Our Father, who art in heaven.

I have sat with this phrase for an entire week. What shall I say? Four little words, and yet they carry a big message. I’ll start with background. In Jesus time, and actually up until the 15th century, most people believed that the universe was made up of three layers. There was heaven, where the one Jewish God and the pagan gods lived. There was our flat earth. Below was Hell, the home of the fallen angels and those who had sinned. Copernicus and the scientists that followed him announced that the earth was round, not flat. He showed us that our earth turned, and travelled around the sun, that there were other planets and much more in our universe.

I could right many more paragraphs on this background but I’ve decided to leave you to that research. Instead, I want to focus on what I believe. What am I saying from my heart when I pray, “Our Father, who art in heaven?”

I believe that Jesus was God with us, here on this earth. At the same time, Jesus was a human being, which means there must be more of God somewhere else, especially when the human Jesus created this prayer. The human Jesus prayed to God in heaven.

Our Bible talks about the Holy Spirit as God. In the stories found in the Hebrew Scriptures (Old Testament), God’s Spirit descends on a special few people like Abraham, Moses, Mary.  Jesus said that he would send God’s Holy Spirit to be upon everyone. I believe a spark of God’s Spirit is born within each and every one of us, for we are all God’s precious creations, God’s children.

Yet as Jesus illustrated in this prayer, there is more of God in “heaven”. I believe when we die, the God within us returns to be with the complete God in “heaven”. We know little of this heaven except that it is full of light and love and creativity. I believe we will meet our loved ones in this next life.
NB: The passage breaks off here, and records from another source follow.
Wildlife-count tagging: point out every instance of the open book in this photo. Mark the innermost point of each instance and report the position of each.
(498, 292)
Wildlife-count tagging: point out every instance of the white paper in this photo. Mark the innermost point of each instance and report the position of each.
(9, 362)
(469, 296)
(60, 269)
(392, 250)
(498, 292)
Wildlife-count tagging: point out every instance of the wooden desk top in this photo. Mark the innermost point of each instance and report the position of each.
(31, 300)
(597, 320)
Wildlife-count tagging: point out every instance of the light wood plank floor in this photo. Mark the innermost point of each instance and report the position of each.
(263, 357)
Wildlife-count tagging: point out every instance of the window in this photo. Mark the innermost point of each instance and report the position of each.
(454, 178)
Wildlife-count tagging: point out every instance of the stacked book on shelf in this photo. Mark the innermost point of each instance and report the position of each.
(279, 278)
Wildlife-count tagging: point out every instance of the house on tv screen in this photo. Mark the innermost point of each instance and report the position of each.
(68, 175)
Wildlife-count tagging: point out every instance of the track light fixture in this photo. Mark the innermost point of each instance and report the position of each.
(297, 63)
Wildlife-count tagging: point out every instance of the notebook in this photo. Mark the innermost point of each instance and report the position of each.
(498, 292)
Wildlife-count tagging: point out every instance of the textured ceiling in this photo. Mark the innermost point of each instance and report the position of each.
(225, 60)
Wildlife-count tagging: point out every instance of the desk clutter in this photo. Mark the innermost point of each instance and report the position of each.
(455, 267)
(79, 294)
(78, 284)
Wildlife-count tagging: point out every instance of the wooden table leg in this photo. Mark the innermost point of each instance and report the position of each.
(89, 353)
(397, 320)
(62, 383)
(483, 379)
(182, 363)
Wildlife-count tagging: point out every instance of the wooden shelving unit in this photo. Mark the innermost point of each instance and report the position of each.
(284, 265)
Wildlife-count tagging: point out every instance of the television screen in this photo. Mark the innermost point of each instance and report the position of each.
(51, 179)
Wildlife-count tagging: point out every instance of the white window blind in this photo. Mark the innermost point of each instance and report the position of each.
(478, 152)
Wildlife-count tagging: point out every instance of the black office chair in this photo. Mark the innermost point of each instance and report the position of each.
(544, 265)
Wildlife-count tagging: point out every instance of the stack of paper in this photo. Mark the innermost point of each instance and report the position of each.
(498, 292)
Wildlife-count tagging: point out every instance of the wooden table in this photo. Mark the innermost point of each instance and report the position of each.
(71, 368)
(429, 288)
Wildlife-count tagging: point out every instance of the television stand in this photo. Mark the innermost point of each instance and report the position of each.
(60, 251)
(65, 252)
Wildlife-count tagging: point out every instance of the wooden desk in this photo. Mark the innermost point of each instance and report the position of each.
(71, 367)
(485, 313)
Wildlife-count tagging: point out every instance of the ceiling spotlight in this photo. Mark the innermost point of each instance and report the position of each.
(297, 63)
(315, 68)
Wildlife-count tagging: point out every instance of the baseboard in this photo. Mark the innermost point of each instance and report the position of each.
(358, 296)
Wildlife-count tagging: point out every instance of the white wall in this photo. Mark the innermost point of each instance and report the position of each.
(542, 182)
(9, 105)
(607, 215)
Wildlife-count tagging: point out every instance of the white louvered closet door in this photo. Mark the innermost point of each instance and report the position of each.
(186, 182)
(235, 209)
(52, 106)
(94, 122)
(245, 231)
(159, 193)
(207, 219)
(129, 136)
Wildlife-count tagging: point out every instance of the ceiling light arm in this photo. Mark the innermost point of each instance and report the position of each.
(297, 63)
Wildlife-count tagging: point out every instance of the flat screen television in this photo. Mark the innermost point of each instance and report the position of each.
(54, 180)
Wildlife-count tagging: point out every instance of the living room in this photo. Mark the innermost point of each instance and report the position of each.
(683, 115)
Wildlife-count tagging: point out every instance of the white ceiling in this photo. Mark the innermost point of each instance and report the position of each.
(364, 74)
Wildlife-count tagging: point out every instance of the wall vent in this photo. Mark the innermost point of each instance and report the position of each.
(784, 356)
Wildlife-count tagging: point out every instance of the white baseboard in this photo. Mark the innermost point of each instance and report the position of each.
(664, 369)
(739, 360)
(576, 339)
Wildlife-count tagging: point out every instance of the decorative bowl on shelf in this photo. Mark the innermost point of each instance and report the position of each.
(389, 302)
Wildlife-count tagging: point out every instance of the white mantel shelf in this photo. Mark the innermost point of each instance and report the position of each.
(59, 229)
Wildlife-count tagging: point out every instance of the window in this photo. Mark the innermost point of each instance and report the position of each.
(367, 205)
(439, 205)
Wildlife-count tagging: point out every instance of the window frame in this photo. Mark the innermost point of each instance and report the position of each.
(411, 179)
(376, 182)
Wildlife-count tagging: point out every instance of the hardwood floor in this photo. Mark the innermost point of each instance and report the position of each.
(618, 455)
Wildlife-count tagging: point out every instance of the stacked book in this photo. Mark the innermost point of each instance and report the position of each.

I believe these loved ones are with us here on earth in Spirit. This is all taken on faith. It is all mystery. We use the Bible recordings of what Jesus said to give us signposts for our faith.

For our scientific minds, the mystery of heaven and this next life and going to be with God is difficult. It’s so easy to ask for proof. I believe that if everything can be proved there is no need of faith. We are created with bodies that do their best to heal themselves in a world that does its best to heal itself. Still we age, get sick or destroyed, and we die. Life is a mystery.

I believe that God in heaven is wonderful, beautiful, loving, kind, forgiving, accepting, all the good things we can think of. I believe that Heaven is more than just one place. At times, when I stand mesmerized by a sky ablaze with colour, I feel for a moment that I am standing in heaven. Every morning when I hear the patter of great grandson Riley’s tiny bare feet padding down the hall, and see his dancing eyes and feel my heart bursting with love, for a moment I have a glimpse of heaven. Yes, I’m sure there is a heaven, a place where our hearts are totally joined with God.

When I pray, “Our Father, who art in heaven”, I thank Jesus that there is more to God, so much more than our little human minds could conceive, even with all our science. Thank you, Jesus, for all the tiny glimpses of God’s world.